Google Workspace: Capture User Mailbox Filters (Detect Hidden Forwarding Rules)
L
Lamont Largie
Title: Enhance Google Workspace Inspector to Capture User Mailbox Filters (Detect Hidden Forwarding Rules)
One-Sentence Summary: Expand the Google Workspace Inspector to pull data from the Gmail API's users.settings.filters endpoint, enabling partners to detect malicious forwarding rules and unauthorized data exfiltration.
The "Why" (Partner Use Case): Bad actors are increasingly using hidden mailbox filters to maintain persistence in a compromised tenant. By setting up rules to automatically forward emails to an external address (or delete notifications), they can exfiltrate sensitive data or hide their tracks without the user ever knowing.
Currently, auditing these filters requires manually logging into user accounts or running custom scripts per tenant. Partners need an automated, scalable way to:
Audit all user filters across an entire Google Workspace environment.
Create Actionable Alerts for high-risk filter criteria (e.g., "Action: Forward" OR "Action: Delete").
Detect Persistence: Identify rules created by attackers to hide their activity (e.g., automatically trashing security alerts from Microsoft or Google).

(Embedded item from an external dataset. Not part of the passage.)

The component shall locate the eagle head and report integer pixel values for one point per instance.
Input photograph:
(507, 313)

This addition would significantly enhance the security posture of our partners' managed environments and provide a critical layer of defense against Business Email Compromise (BEC).

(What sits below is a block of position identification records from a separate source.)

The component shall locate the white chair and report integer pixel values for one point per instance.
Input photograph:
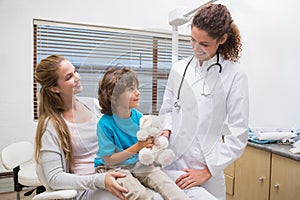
(19, 158)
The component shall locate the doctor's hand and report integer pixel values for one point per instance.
(113, 186)
(193, 177)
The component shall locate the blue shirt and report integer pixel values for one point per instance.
(116, 134)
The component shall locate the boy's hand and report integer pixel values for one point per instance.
(148, 143)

Technical Details & API Reference: This data is available via the Gmail API. We recommend adding a new Data View to the Google Workspace Inspector that captures the output of the users.settings.filters.list method.
API Resource: users.settings.filters
Method: list
Google Documentation: https://developers.google.com/gmail/api/reference/rest/v1/users.settings.filters/list
Required Scope: https://www.googleapis.com/auth/gmail.settings.basic (Read-only access to settings)
Proposed Data to Capture: For each filter, we should capture:
ID: Unique filter ID.
Criteria: The trigger conditions (e.g., from, to, subject, query).
Action: The automated response (e.g., addLabelIds, removeLabelIds, forward). Crucial: specifically looking for the forward property.
Example "Work Smarter" Win for Partners: Instead of a reactive fire drill after a breach, a partner could have a Liongard Alert: "Critical: Email Forwarding Rule Detected on Executive Mailbox." This allows them to investigate and remediate before significant data loss occurs.